One of my Intellectualist colleagues asked the question, (paraphrased); Are conservatives capable of compassion and empathy?

My quick response follows. What is your take on the matter?

The actual philosophy of conservatism is counter to compassion and empathy. Remember Ronald Reagan, who listened to conservatives, said; "greed is good."

Unfettered capitalism is considered desirable by the likes of Rand Paul and Paul Ryan. It is the philosophy of the conservative's well regarded Ayn Rand. It goes; "Rich people are good and poor people are bad."

Social conservatives, in the US, are mostly Christians, which was also designed to be mostly a narcissistic form of religion. The Christian Dogma has strong elements of arrogance and narcissism. Christians mostly see their faith as the only real religion and their main goal is to convert others, which is very annoying and prevents hearing any other views. Therefore, they are incapable of being deeply compassionate and empathetic.
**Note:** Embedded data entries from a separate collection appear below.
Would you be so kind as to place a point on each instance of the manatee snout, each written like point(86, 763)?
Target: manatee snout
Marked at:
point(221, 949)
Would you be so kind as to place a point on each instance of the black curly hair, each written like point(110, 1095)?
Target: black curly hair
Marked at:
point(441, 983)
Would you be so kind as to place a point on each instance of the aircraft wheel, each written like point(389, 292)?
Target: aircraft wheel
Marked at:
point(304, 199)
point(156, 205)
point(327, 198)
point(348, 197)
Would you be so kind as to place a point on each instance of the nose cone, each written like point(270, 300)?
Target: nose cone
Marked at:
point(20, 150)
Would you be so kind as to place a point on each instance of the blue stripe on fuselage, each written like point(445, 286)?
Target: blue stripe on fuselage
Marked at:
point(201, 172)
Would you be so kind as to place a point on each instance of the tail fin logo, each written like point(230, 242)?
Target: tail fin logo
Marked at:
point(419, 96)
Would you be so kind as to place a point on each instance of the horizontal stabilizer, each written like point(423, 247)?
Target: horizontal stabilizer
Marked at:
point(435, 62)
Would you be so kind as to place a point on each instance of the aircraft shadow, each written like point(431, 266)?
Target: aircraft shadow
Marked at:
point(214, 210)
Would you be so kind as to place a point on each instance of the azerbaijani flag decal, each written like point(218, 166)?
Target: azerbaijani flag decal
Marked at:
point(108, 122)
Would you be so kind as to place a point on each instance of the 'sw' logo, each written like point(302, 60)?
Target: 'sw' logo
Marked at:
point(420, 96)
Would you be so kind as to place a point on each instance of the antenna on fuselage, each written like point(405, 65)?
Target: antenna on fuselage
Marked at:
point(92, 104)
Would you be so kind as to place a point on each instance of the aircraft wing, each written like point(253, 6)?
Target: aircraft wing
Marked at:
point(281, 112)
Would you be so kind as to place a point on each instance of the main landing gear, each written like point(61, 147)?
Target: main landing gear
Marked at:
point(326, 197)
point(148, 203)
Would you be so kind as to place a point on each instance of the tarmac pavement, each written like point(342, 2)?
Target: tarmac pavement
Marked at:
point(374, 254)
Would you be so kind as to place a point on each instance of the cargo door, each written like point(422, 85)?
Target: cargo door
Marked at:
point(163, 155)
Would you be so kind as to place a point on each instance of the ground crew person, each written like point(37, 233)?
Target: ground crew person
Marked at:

(Heckler in the Real Grassroots (UNPAID) Crowd)

Comments
No. 1-1
Erica
Erica

Editor

When you study global Christianity, it becomes apparent quickly that the Western (and particularly American) brand is so heavily influenced by the culture of consumerism that it's unrecognizable from the ways it's practiced in other societies.

The tenets of the faith might be the same, but the worldview is incredibly different.

I don't believe this applies only to conservative Christians, but the way that group gravitates toward the wrath of the Old Testament colors their perception of social justice.

Liberal Christians tend toward the grace of the New Testament with a stronger sense of social justice, but I would argue anyone who holds the Bible to be the inerrant and infallible word of God - which includes at least some members in both camps - has to hold that Christianity is the only right and true religion.

Yossarian Johnson
Yossarian Johnson

Editor

I think religion, as practiced here, is highly consumerist. It reflects the wider culture.